By 1847 he had left Countess d'Agoult and met her successor, the cigar-smoking Princess Carolyne Sayn-Wittgenstein. Although love affairs continued to play through his life like tarantellas, she remained his nominal mistress until his death. Only a last minute refusal from Rome to grant her a divorce prevented their marriage.

Shortly after he met his Princess, Liszt, at 36, amazingly gave up his fabulous concert playing, started an entirely new musical life during which he earned not a cent from playing or teaching. He had accepted a position as conductor and musical director to the Grand-Ducal Court at Weimar. To Liszt that meant two things--presenting the music of Wagner who was then penniless and unrecognized; composing music of his own.
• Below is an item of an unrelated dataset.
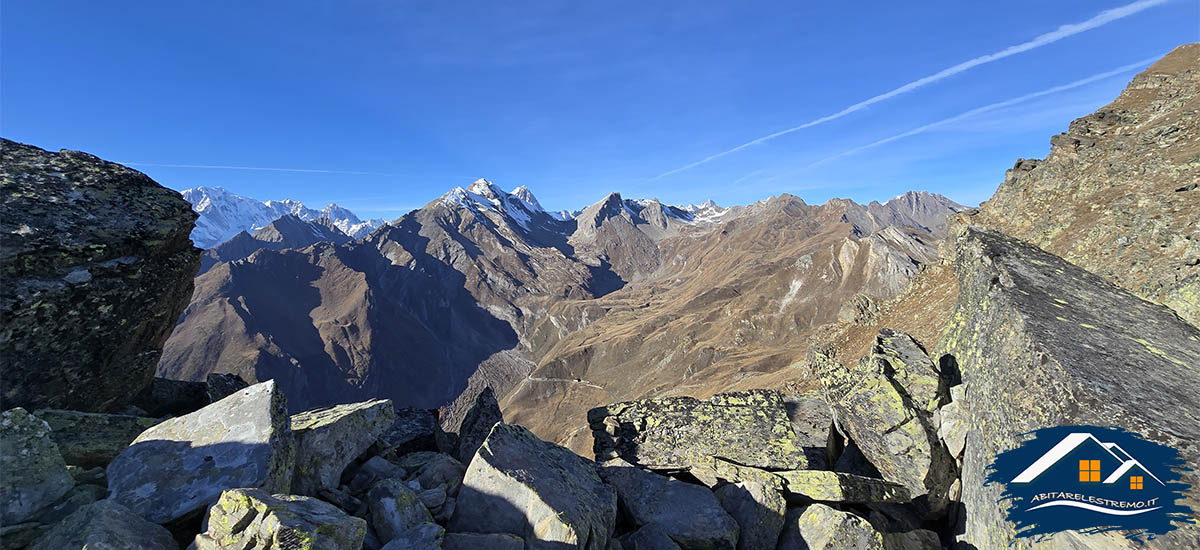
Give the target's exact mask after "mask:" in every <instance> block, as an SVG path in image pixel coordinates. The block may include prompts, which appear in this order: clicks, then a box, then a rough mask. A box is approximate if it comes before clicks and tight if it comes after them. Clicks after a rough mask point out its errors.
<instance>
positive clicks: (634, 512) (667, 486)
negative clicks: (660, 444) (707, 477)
mask: <svg viewBox="0 0 1200 550" xmlns="http://www.w3.org/2000/svg"><path fill="white" fill-rule="evenodd" d="M599 470H600V477H601V478H602V479H604V480H605V483H607V484H608V485H612V488H613V489H616V490H617V496H618V497H619V502H620V512H622V514H623V515H624V516H625V518H628V519H629V520H630V521H631V522H632V524H634V525H635V526H637V527H640V528H644V527H646V526H655V527H656V528H659V530H660V531H662V532H664V533H666V534H667V537H671V540H674V543H676V544H677V545H679V548H680V549H683V550H692V549H695V550H733V549H736V548H737V545H738V533H739V527H738V524H737V521H734V520H733V518H730V514H727V513H726V512H725V509H724V508H721V503H720V502H718V501H716V497H715V496H713V492H712V491H709V490H708V489H704V488H703V486H701V485H692V484H690V483H684V482H679V480H676V479H671V478H668V477H665V476H659V474H656V473H653V472H647V471H644V470H641V468H637V467H635V466H632V465H630V464H629V462H625V461H624V460H620V459H613V460H610V461H608V462H605V464H604V465H602V466H601V467H600V468H599Z"/></svg>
In neither ambition was he greatly successful. Weimar heard Rienzi, The Flying Dutchman, Tannhauser and Lohengrin but the last was the only one which Liszt presented for the first time. He perfected and published the best of his own music. For a time Weimar was the musical centre of Europe but its brilliance gradually began to dim. In December 1858, Liszt heard what were probably the first hisses of his career. He resigned immediately.
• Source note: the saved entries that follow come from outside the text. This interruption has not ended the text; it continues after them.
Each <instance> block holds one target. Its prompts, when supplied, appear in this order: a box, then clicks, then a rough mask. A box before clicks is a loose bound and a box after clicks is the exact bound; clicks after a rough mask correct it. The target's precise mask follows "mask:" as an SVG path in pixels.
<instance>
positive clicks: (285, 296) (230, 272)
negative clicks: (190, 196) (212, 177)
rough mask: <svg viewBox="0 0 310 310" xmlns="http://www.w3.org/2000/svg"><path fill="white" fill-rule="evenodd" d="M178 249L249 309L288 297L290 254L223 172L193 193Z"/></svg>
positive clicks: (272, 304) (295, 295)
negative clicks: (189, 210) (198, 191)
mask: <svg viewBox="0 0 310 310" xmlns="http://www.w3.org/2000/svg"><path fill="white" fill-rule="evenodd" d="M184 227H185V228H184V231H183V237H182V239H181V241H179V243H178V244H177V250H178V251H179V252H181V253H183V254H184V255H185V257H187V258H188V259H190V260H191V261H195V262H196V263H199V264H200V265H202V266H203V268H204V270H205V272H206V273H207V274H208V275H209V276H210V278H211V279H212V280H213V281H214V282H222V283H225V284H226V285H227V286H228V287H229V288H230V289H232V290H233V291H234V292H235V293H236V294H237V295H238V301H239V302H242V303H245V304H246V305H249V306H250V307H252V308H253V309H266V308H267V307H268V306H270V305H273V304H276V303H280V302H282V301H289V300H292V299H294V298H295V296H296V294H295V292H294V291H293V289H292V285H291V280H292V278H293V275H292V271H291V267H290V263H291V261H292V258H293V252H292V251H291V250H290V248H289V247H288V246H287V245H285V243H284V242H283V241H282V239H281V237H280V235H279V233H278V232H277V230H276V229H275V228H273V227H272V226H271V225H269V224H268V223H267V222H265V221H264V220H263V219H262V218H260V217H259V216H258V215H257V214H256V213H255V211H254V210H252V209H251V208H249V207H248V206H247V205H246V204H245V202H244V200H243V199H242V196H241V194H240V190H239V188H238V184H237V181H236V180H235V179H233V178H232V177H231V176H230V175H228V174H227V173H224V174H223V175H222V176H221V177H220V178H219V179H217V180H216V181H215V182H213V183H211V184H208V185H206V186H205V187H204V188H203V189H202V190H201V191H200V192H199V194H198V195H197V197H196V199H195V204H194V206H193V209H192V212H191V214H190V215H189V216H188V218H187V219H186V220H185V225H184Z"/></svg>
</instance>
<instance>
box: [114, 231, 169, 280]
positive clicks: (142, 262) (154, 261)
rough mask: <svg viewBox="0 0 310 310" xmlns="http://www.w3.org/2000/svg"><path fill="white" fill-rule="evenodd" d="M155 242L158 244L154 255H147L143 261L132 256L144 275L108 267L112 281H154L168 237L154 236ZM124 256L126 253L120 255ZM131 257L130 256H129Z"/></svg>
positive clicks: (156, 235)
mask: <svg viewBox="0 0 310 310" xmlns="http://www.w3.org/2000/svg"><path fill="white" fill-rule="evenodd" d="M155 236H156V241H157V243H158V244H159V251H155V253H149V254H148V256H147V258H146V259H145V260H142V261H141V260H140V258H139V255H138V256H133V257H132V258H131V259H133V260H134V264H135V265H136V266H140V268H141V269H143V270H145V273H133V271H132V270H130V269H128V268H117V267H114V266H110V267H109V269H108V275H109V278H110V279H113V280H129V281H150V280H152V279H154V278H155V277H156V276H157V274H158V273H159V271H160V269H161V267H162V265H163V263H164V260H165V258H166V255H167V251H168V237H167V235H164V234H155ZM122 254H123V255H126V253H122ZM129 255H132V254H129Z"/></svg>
He was nearing 50 and his long greying hair gave him something of the diabolic appearance of Paganini. He went to Rome with his faithful Princess; in 1865, after he discovered they could not get married, he took minor orders in the Roman Church. But the Abbe Liszt had not given up music. By degrees his oldtime popularity returned to him. He was invited again to Weimar for a part of each year. Hungary formed an Academy of Music, put him in charge, greeted him so exuberantly that he played the piano for the populace from a balcony. Like an aged Byron he continued to have love affairs, during one of which he was almost shot. Finally in honor of his approaching 75th birthday he went on a final grand tour. As it had when he was 20, Paris greeted him hysterically. This time London, too, was cordial; Victoria invited him to Windsor Castle. All Europe held concerts in his honor. On his way from Luxembourg to Bayreuth to hear Tristan a honeymooning couple entered his second-class compartment, leaned gaily out of the open window. Franz Liszt caught a chill. At Bayreuth it developed into pneumonia. His last word: "Tristan!" The Princess died a year later.

Readers of Mr. Sitwell's biography will find an earnest attempt to discover Liszt's true place in the history of music. Mr. Sitwell's estimate: like Byron. Liszt was the embodiment of his art, a poetical figure if not a great poet. The greatest of pianists, he became at Weimar the first executive of music, paved the way for followers.

There are thousands of people still alive today who heard Liszt play, a few who knew him. But when the last of these shall have died, the legend of Liszt's piano playing will not be enough to keep his memory alive. Thereafter he will be remembered, if at all, by his compositions. Most often heard nowadays are his hackneyed Second Hungarian Rhapsody, his A flat Liebestraueme. Concertgoers know his B minor Sonata, a few of the Poemes Symphoniques, a half dozen of his arrangements and transcriptions. The immortality of his fame depends upon the repetition of those compositions, the possible resuscitation of other Liszt pieces now almost forgotten.

*LISZT--Sacheverell Sitwell--Houghton Mifflin ($4).